WARNING: such a "dummy merge", as is recommended by @Martin_Geisler, can really mess you up, if later you want to do a true merge of the two branches. The dummy merge will be recorded, and say that you merge into the branch you did the dummy merge to -- you will not see the changes. Or if you merge into the other branch, the changes on that other branch will be undone.
If all you want is to copy an entire file from one branch to another, you can simply do:
hg update -r to-branch
hg revert -r from-branch file
hg ci -m 'copied single file from from-branch to to-branch
If you want to select different parts of that file, then "hg record"
is useful.
I just did this on my home directory .hgignore.

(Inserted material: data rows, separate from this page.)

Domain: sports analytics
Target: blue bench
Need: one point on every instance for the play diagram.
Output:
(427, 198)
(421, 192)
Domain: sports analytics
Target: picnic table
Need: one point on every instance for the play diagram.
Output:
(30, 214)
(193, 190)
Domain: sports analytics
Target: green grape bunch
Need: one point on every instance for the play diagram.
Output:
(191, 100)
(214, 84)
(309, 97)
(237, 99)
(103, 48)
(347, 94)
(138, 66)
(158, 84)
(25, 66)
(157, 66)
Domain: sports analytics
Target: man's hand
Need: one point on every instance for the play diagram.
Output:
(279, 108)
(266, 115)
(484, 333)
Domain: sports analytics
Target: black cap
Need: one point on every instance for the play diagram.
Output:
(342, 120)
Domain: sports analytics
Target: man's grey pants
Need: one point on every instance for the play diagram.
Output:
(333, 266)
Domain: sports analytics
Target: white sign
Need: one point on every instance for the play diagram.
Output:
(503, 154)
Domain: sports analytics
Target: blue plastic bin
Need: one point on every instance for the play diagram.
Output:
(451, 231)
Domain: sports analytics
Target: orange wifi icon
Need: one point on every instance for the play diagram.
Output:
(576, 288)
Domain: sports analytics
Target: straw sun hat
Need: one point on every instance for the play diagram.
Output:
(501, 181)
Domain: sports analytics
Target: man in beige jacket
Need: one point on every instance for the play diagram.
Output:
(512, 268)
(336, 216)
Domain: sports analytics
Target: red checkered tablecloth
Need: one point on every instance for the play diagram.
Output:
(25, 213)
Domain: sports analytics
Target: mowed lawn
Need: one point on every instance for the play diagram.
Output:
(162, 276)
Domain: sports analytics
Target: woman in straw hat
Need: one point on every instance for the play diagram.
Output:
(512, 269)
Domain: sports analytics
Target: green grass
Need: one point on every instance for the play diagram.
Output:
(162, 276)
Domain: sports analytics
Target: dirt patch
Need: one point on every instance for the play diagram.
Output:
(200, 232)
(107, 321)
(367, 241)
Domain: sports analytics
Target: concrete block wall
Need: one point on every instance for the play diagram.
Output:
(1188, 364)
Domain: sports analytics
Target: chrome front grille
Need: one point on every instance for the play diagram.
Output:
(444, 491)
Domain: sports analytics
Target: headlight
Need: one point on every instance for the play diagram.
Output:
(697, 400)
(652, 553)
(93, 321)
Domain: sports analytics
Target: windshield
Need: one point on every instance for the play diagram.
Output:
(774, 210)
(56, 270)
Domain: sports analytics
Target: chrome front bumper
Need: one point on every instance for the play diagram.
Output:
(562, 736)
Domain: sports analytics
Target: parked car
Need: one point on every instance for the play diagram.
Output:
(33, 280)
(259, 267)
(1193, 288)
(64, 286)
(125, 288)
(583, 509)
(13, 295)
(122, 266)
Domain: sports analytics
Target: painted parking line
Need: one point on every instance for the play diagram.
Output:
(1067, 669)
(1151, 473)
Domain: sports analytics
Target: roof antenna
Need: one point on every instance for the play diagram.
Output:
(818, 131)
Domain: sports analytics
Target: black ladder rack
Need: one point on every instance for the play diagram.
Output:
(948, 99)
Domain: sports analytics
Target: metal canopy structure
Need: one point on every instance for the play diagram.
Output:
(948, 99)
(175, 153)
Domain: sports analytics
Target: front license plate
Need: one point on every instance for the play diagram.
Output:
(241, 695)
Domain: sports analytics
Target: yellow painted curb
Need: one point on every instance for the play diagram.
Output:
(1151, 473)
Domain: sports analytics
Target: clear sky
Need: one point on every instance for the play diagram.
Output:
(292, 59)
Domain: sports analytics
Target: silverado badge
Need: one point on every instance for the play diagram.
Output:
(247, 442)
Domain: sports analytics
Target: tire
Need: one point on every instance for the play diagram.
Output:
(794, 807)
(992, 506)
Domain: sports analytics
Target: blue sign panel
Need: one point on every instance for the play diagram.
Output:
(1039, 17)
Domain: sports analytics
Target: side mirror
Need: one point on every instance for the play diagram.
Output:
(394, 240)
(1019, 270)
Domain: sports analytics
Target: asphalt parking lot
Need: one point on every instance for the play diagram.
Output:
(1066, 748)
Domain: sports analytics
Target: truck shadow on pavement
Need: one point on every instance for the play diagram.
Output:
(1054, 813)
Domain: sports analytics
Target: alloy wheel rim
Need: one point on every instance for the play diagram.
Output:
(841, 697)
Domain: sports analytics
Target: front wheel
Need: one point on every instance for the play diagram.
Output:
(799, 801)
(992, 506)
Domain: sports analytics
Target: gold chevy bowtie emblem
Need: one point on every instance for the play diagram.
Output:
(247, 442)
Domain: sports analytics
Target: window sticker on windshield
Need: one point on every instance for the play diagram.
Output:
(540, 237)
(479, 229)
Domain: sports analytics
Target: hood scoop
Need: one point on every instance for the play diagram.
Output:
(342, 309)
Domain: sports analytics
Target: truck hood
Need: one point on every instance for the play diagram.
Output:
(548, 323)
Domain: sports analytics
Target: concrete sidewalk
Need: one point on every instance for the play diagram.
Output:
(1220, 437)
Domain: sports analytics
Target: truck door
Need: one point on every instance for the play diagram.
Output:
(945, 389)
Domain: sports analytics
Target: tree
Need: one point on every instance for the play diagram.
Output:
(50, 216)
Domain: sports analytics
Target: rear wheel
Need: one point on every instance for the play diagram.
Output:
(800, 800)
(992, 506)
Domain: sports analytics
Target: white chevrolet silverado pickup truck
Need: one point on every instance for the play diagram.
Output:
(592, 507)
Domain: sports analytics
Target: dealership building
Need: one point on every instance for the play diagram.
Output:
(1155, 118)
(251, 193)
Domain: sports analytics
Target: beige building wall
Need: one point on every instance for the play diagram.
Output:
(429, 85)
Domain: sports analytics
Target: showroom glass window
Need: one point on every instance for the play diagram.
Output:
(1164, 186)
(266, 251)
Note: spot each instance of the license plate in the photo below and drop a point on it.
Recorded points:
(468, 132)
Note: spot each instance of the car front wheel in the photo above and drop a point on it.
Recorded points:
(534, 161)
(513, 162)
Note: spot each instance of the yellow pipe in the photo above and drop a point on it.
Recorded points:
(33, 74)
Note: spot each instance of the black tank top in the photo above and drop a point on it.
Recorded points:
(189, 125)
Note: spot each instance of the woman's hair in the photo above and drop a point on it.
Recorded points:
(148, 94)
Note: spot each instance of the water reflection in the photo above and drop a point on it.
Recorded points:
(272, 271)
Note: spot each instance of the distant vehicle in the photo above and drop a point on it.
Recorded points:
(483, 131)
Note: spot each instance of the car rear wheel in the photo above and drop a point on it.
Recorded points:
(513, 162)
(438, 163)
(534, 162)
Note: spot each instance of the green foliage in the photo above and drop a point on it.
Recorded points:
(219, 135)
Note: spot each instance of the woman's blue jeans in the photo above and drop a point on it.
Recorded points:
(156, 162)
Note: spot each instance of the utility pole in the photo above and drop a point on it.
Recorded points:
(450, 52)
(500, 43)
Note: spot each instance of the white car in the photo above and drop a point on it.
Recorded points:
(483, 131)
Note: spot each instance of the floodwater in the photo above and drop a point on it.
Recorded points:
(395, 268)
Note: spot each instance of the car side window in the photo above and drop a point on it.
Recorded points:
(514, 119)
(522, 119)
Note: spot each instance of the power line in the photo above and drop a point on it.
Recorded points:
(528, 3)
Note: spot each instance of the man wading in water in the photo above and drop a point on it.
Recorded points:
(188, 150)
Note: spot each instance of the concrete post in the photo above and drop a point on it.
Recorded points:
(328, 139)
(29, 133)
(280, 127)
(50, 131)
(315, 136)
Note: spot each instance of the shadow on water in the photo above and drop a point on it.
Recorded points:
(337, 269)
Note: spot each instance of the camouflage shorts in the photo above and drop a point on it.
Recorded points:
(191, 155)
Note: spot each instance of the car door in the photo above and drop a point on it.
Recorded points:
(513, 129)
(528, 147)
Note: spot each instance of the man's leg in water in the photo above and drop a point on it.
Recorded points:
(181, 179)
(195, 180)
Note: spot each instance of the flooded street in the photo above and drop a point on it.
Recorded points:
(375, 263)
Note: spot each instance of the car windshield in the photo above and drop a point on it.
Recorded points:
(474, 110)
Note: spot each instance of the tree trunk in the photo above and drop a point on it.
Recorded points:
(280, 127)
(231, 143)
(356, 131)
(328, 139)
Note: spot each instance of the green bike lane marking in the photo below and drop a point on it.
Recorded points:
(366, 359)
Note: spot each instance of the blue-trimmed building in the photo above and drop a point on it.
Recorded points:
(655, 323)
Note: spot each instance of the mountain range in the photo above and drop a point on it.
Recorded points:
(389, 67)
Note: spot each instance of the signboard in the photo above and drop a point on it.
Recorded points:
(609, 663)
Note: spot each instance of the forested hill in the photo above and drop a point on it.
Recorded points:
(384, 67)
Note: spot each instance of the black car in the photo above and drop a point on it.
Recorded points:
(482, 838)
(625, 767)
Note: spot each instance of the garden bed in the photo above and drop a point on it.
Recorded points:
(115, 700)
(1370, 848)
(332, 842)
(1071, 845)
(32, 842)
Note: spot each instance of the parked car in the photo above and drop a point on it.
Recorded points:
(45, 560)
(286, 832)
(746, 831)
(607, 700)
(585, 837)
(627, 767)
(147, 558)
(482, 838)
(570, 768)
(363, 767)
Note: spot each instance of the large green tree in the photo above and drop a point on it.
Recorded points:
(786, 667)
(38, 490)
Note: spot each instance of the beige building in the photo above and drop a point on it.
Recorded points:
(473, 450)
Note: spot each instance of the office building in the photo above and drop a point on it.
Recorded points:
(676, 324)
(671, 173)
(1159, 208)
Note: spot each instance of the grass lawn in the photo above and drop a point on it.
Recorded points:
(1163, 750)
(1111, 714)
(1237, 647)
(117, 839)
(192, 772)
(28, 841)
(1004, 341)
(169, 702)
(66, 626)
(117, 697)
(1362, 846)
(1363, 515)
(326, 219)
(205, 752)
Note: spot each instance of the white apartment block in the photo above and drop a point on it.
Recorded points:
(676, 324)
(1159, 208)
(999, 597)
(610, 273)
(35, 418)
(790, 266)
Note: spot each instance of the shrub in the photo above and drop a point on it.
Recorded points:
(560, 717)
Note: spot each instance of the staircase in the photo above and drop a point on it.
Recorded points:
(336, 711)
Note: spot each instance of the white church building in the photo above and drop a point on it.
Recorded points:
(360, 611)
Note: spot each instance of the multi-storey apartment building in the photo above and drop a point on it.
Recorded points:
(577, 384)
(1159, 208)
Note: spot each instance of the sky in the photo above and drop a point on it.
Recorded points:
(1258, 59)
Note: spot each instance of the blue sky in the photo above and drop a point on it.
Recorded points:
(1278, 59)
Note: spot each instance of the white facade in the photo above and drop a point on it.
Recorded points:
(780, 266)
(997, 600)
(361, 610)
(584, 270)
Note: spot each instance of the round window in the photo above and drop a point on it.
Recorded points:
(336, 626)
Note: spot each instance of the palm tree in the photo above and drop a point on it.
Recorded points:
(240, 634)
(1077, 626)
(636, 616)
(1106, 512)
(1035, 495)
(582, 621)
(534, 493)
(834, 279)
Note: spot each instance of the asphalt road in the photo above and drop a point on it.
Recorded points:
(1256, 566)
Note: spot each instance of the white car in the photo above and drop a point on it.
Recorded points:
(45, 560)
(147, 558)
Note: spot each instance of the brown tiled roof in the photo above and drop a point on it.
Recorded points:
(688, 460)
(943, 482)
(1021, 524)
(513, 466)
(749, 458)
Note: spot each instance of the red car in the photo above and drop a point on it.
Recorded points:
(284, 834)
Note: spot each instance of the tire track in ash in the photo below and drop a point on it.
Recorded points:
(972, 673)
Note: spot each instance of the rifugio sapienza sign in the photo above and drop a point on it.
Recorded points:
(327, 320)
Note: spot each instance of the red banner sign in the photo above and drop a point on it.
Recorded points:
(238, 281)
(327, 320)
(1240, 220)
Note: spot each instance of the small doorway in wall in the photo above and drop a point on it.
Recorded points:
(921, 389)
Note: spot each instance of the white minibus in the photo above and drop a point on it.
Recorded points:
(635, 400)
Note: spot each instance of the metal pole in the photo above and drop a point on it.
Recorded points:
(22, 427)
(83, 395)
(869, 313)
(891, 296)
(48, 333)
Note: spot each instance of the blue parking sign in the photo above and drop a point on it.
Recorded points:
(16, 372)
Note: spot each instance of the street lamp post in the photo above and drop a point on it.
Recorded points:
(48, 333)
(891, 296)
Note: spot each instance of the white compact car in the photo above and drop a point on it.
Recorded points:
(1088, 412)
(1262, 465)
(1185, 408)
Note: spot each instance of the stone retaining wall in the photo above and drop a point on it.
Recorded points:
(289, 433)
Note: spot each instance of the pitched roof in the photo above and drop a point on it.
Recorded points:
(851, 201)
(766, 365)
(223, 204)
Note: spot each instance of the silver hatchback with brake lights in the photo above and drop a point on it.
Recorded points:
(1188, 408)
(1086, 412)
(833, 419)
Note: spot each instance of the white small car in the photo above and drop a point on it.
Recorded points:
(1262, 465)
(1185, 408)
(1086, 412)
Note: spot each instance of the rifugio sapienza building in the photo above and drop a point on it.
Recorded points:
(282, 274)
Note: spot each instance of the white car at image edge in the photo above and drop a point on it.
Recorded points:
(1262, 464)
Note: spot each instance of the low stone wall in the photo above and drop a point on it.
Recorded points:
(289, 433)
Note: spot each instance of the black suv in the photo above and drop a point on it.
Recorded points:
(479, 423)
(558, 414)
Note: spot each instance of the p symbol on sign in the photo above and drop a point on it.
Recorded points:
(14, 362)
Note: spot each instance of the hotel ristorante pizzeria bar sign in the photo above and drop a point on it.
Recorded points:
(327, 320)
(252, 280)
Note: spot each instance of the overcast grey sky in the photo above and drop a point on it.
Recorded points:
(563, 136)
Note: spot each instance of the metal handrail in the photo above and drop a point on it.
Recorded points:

If both branches have made changes to a file that you want to keep, a dirty trick would be to create a merge of the two branches using hg merge, possibly/probably on still another branch, check that in, and then copy a single file between the merge and the to-branch:
hg update -r to-branch
branch merge-branch
hg merge -r from-branch
hg ci -m 'temp merge to be discarded"
hg update -r to-branch
hg revert -r merge-branch single-file
hg ci -m 'merged single-file from from-branch to to-branch"
hg strip merge-branch
It is worth mentioning: the way to "copy a single file between branches" (or revisions, or from revision to merge, or....) is "hg revert". I.e.
hg update -r Where-you-want-to-copy-to
hg revert -r Where-you-want-to-copy-from file-you-want-to-copy
...
hg ci
For some reason I, and some of my coworkers, find this VERY confusing. "revert"=="copy" ... makes sense for some usage patterns, but not all.